This page is intended to give a slightly deeper insight into what the various btrfs features are doing behind the scenes.
Data usage and allocation
Btrfs, at its lowest level, manages a pool of raw storage, from which it allocates space for different internal purposes. This pool is made up of all of the block devices that the filesystem lives on, and the size of the pool is the "total" value reported by the ordinary df command. As the filesystem needs storage to hold file data, or filesystem metadata, it allocates chunks of this raw storage, typically in 1GiB lumps, for use by the higher levels of the filesystem. The allocation of these chunks is what you see as the output from btrfs filesystem show. Many files may be placed within a chunk, and files may span across more than one chunk. A chunk is simply a piece of storage that btrfs can use to put data on.
RAID and data replication
Btrfs's "RAID" implementation bears only passing resemblance to traditional RAID implementations. Instead, btrfs replicates data on a per-chunk basis. If the filesystem is configured to use "RAID-1", for example, chunks are allocated in pairs, with each chunk of the pair being taken from a different block device. Data written to such a chunk pair will be duplicated across both chunks.

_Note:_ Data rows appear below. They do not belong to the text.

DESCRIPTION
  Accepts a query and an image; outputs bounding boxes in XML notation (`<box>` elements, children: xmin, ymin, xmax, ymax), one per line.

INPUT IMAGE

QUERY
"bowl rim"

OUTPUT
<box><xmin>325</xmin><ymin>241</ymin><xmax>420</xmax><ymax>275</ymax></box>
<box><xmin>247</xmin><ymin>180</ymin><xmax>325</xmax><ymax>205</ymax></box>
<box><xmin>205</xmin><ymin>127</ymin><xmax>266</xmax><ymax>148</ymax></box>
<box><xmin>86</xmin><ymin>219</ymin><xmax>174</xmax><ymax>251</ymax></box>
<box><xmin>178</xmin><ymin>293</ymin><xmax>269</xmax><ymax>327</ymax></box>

Stripe-based "RAID" levels (RAID-0, RAID-10) work in a similar way, allocating as many chunks as can fit across the drives with free space, and then perform striping of data at a level smaller than a chunk. So, for a RAID-10 filesystem on 4 disks, data may be stored like this:
Storing file: 01234567...89 Block devices: /dev/sda /dev/sdb /dev/sdc /dev/sdd Chunks: +-A1+ +-A2-+ +-A3-+ +-A4+ | 0 | | 1 | | 0 | | 1 | } | 2 | | 3 | | 2 | | 3 | } stripes within a chunk | 4 | | 5 | | 4 | | 5 | } | 6 | | 7 | | 6 | | 7 | } | ... | | ... | | ... | | ... | } +----+ +------+ +-----+ +----+ +-B3--+ +-B2-+ +-B4--+ +-B1--+ a second set of chunks may be needed for large files. | 8 | | 9 | | 9 | | 8 | +-------+ +------+ +------+ +------+
Note that chunks within a RAID grouping are not necessarily always allocated to the same devices. This allows btrfs to do data duplication on block devices with varying sizes, and still use as much of the raw space as possible. With RAID-1 and RAID-10, only two copies of each byte of data are written, regardless of how many block devices are actually in use on the filesystem.

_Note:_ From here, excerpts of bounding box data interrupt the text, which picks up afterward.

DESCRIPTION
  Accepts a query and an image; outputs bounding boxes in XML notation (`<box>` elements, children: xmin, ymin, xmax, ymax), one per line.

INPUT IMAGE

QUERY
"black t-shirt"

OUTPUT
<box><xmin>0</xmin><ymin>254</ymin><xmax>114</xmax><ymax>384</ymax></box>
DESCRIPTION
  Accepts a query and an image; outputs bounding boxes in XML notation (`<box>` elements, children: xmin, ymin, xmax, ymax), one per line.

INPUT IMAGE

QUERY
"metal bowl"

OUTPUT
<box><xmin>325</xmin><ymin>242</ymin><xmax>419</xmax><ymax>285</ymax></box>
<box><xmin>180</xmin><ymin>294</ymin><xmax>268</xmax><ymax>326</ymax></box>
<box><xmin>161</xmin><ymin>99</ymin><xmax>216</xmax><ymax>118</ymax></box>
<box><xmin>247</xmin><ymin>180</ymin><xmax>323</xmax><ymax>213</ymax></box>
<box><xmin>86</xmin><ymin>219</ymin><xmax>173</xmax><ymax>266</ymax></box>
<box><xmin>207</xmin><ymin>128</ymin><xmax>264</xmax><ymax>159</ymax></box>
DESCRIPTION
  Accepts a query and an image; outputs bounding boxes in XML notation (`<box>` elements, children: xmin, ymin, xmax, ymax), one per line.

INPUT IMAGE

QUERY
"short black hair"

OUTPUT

A btrfs balance operation rewrites things at the level of chunks. It runs through all chunks on the filesystem, and writes them out again, discarding and freeing up the original chunks when the new copies have been written. This has the effect that if data is missing a replication copy (e.g. from a missing/dead disk), new replicas are created. The balance operation also has the effect of re-running the allocation process for all of the data on the filesystem, thus more effectively "balancing" the data allocation over the underlying disk storage.
Q - what kernel threads do this operation?
Copy on Write
(Sorry, haven't got round to writing this yet)
A subvolume in btrfs is not the same as an LVM logical volume, or a ZFS subvolume. With LVM, a logical volume is a block device in its own right; this is not the case with btrfs. A btrfs subvolume is not a block device, and cannot be treated as one.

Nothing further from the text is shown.